So much has been going on in the last couple of days and as things sink in, there is one more stickler that comes to mind.
No matter how much someone may piss me off or want to write me off, I have NEVER thrown up into their face the things I've done for them. Even in parting of the ways, I have NEVER EVER uttered the words, after all that I've done for you this is how you treat me? ... NEVER! I do for others because I want to and not EXPECT anything in return. And most of all, NEVER, even in a moment of anger, EVER thrown up all that I've done for someone.

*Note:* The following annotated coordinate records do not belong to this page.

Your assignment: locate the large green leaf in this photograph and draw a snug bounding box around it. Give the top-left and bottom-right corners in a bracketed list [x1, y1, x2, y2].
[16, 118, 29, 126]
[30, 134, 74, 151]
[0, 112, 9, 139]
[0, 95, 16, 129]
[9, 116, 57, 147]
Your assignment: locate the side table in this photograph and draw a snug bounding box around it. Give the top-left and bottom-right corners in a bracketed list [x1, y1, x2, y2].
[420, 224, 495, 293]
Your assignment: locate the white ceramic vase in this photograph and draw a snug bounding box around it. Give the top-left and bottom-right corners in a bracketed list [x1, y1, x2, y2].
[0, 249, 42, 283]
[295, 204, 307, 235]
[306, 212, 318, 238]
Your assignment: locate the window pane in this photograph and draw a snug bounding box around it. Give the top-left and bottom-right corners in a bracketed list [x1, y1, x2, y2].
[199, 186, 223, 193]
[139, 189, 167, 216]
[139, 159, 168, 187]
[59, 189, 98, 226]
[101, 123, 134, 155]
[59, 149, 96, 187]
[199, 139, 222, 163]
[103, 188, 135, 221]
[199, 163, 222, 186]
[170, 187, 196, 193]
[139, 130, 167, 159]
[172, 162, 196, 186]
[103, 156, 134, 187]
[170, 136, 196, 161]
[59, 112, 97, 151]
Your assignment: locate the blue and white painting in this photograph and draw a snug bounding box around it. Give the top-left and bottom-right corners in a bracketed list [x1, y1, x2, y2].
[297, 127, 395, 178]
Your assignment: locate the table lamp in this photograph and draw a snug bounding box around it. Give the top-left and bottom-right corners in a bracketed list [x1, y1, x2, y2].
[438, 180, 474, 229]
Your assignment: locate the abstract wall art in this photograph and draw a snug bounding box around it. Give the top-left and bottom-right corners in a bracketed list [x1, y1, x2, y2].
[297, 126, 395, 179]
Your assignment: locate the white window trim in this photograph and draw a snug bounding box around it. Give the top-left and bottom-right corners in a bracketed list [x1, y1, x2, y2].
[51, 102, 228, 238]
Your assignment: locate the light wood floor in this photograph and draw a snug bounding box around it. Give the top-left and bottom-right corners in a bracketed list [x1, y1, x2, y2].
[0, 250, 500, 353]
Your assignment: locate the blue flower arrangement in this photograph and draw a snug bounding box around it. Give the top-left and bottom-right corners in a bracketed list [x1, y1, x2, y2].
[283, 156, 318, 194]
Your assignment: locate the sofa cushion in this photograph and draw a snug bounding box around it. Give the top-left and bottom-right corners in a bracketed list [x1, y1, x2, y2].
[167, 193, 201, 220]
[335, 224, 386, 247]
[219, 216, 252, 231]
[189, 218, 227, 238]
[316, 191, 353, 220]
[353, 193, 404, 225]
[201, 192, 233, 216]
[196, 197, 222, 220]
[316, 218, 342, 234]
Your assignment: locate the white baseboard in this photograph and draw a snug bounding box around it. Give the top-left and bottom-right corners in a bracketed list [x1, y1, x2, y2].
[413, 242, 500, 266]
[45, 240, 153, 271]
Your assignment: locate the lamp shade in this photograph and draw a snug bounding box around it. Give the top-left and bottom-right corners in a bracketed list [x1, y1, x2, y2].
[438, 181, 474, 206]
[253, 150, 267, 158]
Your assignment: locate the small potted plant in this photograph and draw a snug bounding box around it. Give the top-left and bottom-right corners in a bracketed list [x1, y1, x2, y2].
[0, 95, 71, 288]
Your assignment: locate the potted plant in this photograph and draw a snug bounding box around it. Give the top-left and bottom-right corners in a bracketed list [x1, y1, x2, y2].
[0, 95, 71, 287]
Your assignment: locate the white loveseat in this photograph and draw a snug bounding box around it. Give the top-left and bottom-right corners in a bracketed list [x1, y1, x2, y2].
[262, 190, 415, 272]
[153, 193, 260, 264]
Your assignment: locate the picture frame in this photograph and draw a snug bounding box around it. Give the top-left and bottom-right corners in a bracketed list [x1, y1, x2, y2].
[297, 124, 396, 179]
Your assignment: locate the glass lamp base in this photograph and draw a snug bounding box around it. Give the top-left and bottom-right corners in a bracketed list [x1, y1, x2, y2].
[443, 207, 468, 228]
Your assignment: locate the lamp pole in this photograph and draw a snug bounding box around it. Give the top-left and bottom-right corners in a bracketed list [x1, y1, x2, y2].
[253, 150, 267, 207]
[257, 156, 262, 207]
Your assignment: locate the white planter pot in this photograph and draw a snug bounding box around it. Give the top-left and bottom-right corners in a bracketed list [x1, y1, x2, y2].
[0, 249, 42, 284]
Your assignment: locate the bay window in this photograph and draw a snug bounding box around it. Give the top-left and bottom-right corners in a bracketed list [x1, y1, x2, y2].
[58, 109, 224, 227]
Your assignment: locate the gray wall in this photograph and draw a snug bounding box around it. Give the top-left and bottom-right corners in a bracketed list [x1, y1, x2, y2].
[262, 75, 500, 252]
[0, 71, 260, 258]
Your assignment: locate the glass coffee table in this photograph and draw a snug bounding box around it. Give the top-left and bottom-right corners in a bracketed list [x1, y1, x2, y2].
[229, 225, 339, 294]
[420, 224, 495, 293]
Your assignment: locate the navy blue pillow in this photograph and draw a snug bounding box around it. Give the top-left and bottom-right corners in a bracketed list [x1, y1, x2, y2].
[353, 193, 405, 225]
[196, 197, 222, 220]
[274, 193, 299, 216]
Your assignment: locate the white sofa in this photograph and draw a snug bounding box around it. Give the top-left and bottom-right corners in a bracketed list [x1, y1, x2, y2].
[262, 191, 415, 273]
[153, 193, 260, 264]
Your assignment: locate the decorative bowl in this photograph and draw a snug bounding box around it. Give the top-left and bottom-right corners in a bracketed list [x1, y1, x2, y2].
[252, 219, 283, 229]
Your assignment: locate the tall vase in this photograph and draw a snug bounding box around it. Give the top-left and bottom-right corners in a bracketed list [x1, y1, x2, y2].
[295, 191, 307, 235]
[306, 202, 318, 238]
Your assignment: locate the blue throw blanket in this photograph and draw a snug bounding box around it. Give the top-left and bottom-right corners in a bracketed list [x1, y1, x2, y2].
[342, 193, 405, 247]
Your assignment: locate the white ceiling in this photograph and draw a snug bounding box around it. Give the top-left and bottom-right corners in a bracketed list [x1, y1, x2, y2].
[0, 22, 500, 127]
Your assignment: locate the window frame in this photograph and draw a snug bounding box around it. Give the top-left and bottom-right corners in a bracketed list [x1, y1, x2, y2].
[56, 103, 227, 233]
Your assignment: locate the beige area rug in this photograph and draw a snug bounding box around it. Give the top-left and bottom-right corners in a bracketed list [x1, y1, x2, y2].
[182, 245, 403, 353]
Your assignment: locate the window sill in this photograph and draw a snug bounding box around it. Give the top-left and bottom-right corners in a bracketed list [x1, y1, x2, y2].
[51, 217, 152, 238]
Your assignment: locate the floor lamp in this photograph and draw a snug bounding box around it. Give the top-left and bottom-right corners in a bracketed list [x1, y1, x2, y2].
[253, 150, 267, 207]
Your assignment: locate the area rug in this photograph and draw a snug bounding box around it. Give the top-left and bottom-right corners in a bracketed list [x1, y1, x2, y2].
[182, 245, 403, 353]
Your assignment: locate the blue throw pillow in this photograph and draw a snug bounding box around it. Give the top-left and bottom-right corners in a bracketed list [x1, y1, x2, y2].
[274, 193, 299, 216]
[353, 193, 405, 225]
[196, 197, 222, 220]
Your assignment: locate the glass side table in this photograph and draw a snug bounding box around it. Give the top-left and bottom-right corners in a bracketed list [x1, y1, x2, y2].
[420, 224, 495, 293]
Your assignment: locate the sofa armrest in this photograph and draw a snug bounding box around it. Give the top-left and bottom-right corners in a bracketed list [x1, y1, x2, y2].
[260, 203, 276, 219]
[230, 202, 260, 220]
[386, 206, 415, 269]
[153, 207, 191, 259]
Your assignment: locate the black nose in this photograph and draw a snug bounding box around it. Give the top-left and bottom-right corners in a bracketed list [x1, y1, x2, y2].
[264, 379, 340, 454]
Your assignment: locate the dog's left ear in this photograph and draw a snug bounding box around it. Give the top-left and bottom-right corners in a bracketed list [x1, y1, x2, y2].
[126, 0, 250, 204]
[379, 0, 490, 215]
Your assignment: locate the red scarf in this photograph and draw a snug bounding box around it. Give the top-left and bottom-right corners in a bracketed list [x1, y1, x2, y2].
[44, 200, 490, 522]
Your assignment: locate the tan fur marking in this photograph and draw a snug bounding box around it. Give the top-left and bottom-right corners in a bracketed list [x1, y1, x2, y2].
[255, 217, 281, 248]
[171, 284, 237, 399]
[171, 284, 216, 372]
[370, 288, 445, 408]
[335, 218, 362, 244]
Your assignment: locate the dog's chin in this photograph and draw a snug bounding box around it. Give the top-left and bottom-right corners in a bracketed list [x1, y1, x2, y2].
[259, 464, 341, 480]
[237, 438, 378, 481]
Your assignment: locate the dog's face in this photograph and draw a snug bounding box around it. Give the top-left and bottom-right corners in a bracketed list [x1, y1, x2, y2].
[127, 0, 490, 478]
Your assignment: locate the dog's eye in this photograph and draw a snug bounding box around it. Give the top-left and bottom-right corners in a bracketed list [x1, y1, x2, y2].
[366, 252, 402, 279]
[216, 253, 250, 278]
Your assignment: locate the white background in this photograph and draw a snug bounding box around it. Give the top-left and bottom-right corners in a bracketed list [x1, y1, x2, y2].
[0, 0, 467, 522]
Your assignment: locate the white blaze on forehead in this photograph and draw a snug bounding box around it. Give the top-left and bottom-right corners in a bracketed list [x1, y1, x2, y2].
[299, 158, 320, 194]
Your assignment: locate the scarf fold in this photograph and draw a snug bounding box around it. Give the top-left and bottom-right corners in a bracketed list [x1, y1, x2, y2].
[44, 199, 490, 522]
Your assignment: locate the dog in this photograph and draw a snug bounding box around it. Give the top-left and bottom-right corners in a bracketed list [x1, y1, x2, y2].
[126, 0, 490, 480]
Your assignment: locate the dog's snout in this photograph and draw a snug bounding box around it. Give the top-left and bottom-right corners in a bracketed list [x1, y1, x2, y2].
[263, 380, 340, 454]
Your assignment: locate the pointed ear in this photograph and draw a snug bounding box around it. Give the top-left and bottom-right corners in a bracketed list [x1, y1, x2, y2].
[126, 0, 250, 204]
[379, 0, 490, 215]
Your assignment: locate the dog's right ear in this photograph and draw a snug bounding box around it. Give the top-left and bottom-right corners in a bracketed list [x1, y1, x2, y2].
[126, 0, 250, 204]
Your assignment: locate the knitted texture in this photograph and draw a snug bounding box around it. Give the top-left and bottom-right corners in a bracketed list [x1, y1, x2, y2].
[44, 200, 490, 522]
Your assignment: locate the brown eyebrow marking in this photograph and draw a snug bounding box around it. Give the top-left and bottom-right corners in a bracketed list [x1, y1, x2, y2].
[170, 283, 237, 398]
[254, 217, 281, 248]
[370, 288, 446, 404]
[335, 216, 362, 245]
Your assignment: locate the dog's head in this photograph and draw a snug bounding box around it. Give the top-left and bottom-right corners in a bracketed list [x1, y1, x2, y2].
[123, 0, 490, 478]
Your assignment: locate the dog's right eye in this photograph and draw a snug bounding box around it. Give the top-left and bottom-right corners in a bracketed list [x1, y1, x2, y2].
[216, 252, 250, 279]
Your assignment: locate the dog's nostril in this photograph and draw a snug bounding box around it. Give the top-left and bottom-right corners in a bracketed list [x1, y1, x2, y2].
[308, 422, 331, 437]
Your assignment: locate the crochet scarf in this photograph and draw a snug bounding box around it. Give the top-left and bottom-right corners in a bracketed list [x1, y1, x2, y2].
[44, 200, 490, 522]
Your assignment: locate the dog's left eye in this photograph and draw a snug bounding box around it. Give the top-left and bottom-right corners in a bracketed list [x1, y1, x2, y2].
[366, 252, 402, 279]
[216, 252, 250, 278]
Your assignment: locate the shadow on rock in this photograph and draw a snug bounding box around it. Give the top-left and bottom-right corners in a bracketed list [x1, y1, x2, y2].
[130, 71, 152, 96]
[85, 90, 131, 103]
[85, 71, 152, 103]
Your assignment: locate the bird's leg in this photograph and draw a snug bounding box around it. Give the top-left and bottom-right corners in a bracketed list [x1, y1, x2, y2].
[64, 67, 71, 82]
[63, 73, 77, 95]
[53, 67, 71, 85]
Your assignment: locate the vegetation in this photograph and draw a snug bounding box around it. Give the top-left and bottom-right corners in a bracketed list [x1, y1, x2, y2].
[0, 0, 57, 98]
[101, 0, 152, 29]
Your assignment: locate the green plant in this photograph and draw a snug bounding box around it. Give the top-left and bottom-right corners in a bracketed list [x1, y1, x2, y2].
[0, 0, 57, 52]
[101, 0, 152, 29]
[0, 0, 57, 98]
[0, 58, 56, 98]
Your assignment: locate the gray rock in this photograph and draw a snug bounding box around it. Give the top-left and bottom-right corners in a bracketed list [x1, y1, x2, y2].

Yes, my buddy was hurting and angry ... I understand that. I hurt him ... I get it! But to bring up the laundry list of what he's done for me to prove a point ... hard to swallow. My thought was to just give the things back to show him that I can live without them. But I'm not going to. It would be childish.
I will only say this in my defense. I too have done things for him! I won't list them cause it's really not important. I did for him because I wanted to and expected nothing in return. If he would look back into our relationship, I am positive he will see what I've done for him, maybe not on the scale he's done for me, nevertheless I have given to him freely ... the most important, loving him! If this doesn't speak volumes about me then, yes, I am a user and not your friend.
Revised 01/06/11
Revised 01/06/11
Unfortunately we do not know each other. But in reading your blog I am in pain for you. I will state this in simple terms for your consideration.
ReplyDeleteIn my counseling experience I see a classic case of someone (your friend) who has attempted to buy your friendship and when you stepped out of line has decided that you are an inconvenience and burden. You stated that on a social network his wish for a partner was that of a "friend with benefits". All I can say is that here is your reality. You were nothing more than a benefit as long as you behaved in the way he expected. Your friend is self-serving and individuals like this are incapable of caring, let alone loving.
I wish you luck and hope that you will be able to come to terms with your relationship, not matter how it turns out.